Yüzlerce genç teğmenin mezuniyet törenlerinin ardından “Mustafa Kemal’in askerleriyiz” diye haykırmaları, Türkiye’de bir dönemin sona erdiğini, Atatürk’ü ve Atatürkçülüğü öldürmeye çalışanların başarısız olduklarını kanıtladı. Bunu hazmedemeyenler teğmenleri yargılamaya, rütbelerini sökmeye çalışabilirler. Ancak, teğmenler Atatürk’ün Gençliğe Sesleniş (Hitabe) ve Bursa Konuşmasında (önceden hazırlanmış olmadığı için ‘nutuk’ değil) verdiği emirleri yerine getirecekler ve geri adım atmayacaklardır.
“Bugünlere nasıl geldik? ‘Atatürk’ün askerleriyiz’ diyenler neden yargılanıyor?” sorularını yanıtlayabilmek için Prof. Dr. Vamık Djemal Volkan’ın 1984’te tarihçi Norman Itzkowitz ile birlikte yazdığı, Atatürk’ün narsist kişilik yapısında olduğu iddiası üzerine kurulu ‘Ölümsüz Atatürk’ kitabına döneceğim. İki hafta önceki yazımda, çocuk psikiyatristi Prof. Dr. Osman Sabuncuoğlu’nun ve benim bu kitaba ait bazı itiraz ve eleştirilerini yazmıştım.

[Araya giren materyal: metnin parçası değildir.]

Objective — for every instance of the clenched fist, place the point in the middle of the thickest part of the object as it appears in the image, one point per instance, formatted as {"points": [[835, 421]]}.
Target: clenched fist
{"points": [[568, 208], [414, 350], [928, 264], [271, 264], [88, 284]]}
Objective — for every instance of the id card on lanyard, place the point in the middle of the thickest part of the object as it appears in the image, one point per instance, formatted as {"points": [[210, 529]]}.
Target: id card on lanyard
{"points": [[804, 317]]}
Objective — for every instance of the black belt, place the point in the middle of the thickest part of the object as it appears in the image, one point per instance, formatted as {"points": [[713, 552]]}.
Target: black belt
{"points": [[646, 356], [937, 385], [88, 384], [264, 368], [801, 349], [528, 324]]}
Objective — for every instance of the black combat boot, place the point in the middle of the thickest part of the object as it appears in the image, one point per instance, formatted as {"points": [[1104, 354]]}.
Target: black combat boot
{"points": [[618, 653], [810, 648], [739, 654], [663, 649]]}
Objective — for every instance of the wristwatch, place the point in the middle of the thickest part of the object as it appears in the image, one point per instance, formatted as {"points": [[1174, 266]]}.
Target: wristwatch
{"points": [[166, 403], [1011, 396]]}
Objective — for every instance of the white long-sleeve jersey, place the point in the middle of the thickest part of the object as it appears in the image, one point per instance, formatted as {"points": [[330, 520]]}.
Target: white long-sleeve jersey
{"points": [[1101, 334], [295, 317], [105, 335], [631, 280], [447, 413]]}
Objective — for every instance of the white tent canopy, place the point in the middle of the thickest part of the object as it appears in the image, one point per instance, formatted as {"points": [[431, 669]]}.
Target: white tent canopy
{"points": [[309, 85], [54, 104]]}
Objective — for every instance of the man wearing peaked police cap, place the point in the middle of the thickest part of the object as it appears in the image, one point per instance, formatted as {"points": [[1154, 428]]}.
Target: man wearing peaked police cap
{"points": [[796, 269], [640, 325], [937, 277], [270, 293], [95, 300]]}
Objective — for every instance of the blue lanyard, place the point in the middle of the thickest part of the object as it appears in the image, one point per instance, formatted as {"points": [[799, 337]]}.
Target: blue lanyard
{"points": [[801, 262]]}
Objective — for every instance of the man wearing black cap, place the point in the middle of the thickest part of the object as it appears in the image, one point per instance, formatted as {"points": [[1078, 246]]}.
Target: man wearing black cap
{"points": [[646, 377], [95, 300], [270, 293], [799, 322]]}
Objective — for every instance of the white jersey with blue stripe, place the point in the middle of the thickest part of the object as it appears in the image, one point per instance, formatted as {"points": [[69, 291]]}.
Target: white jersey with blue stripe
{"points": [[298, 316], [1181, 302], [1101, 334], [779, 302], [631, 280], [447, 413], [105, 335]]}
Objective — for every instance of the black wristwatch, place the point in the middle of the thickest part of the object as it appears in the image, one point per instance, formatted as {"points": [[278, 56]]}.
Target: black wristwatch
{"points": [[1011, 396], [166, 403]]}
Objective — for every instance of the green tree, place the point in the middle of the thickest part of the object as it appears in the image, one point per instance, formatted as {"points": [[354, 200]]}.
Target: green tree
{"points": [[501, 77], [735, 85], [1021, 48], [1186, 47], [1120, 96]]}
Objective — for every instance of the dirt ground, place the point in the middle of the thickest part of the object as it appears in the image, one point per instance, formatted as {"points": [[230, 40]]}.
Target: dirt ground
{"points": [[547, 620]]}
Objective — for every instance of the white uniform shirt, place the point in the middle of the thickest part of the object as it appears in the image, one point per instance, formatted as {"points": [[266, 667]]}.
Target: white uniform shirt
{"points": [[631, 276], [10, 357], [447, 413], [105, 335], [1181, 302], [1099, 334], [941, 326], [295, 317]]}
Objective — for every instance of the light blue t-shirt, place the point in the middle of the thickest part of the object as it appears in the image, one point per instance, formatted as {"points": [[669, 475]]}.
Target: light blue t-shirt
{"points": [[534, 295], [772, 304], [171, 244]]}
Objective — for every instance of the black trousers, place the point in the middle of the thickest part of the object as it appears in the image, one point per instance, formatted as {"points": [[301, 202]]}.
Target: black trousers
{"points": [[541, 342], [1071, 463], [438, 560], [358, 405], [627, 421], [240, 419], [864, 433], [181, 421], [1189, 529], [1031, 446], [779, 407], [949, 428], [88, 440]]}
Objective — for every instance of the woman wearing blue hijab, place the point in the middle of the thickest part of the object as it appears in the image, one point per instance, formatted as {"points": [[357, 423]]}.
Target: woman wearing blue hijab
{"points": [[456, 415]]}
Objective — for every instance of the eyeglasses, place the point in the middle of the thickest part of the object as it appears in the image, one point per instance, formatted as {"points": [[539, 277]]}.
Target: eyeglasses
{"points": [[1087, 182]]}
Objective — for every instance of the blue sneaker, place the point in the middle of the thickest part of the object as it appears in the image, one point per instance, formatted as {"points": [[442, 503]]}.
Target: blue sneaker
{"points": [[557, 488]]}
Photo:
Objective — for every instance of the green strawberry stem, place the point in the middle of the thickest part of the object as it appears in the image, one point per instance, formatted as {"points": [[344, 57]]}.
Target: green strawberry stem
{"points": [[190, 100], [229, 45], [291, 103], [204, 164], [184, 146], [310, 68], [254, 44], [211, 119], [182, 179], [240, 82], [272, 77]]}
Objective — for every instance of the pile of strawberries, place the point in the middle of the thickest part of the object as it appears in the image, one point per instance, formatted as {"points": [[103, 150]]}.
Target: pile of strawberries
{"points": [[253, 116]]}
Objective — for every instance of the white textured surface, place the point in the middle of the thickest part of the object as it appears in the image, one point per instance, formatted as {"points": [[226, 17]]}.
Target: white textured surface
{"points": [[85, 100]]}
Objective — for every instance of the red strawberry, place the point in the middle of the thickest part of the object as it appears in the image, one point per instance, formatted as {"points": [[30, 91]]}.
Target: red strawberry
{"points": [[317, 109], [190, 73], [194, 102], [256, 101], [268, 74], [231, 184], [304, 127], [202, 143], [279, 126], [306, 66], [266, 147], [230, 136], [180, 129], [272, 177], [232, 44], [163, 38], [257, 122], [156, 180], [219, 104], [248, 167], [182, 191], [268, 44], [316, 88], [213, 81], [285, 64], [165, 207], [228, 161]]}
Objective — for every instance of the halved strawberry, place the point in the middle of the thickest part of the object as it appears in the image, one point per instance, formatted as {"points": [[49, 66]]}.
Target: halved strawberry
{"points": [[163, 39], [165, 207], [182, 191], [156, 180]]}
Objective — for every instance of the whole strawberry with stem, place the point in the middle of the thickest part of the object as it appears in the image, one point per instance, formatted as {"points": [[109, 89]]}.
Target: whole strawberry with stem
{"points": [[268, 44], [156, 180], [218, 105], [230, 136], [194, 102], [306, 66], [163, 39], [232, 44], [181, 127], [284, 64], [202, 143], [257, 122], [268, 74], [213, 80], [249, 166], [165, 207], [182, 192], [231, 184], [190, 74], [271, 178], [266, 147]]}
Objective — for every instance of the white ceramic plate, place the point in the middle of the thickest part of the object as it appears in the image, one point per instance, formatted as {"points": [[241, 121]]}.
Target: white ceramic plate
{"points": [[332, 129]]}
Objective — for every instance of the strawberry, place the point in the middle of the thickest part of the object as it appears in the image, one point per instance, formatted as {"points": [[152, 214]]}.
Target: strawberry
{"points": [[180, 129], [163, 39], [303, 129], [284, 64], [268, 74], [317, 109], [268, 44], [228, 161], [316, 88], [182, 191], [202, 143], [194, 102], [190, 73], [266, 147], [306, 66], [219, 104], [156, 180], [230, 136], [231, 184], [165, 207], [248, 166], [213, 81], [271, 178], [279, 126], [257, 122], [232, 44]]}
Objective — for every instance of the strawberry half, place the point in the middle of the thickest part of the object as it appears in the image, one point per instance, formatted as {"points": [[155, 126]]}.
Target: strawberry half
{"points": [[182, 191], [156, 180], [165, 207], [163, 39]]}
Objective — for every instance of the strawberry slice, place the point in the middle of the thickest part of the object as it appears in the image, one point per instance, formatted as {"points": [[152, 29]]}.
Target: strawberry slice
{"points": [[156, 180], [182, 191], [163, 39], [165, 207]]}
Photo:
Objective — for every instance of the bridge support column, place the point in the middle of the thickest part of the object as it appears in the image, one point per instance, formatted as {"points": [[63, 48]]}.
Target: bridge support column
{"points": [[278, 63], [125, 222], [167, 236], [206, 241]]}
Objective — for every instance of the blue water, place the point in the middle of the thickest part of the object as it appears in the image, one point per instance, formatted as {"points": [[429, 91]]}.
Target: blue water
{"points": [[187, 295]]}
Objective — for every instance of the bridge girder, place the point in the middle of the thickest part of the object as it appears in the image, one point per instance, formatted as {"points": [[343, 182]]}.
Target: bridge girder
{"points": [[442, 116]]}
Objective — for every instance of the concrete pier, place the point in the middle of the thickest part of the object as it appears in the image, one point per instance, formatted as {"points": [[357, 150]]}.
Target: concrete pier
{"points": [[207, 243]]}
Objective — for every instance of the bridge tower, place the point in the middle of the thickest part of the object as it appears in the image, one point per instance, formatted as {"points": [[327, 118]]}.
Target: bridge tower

‘Takiye’ yapılarak ‘görkemli’ olarak Türkçeye çevrilen ‘narsist’ kişilik yapısının gelişmesinde, iki olayın etkili olduğu iddia ediliyor, kitapta: Atatürk doğmadan önce üç kardeşi öldüğünden bir ‘Yas Evi’nde doğmuş olması ve bu kardeşlerden Ahmet’in kumluk sahildeki mezarının dalgalar tarafından oyulması sonrası cesedinin çakallar tarafından parça parça edilmesi öyküsü. Bu öyküye kaynak gösterilen Şevket Süreyya Aydemir’in ‘Tek Adam’ kitabının ilgili bölümünde böyle bir bölümün bulunmadığını önceden yazmıştım.
Prof. Sabuncuoğlu ise akademikakil.com sitesindeki ‘Reddiye III: Atatürk’ün Psikanalitik Biyografisine Karşıt Görüş: İkâme Çocuk Değildi, Doğduğunda Ağabeyleri Hayattaydı’ başlıklı üçüncü ve son yazısında, farklı birçok kaynaktan, her iki ağabeyin 1883’te salgın bir hastalıktan öldüğünü kanıtlamış. Örneğin Atatürk, çocukluk ve yol arkadaşı Fuat Bulca’ya şunları söylemiş: “…Ne ablam Fatma’yı, ne ağabeylerim Ahmet ve Ömer’i hatırlayamıyorum. Son ikisi aynı yıl, 1883’de ben iki yaşında iken ölmüşler.” Yani Atatürk’ün ‘narsist’ kişilik yapısında olma nedeni olarak gösterilen iki temel de yıkılmış durumda. Prof. Sabuncuoğlu’ göre “…öne sürüldüğü gibi ne bir ölüm evi vardır, ne de ikame çocuk olma durumu! …gerçeklik sorunu saptanması nedeniyle tanısal varsayım çürütülmüş ve artık genel bir geçerlilik tartışması yürütmek anlamsız duruma gelmiştir.”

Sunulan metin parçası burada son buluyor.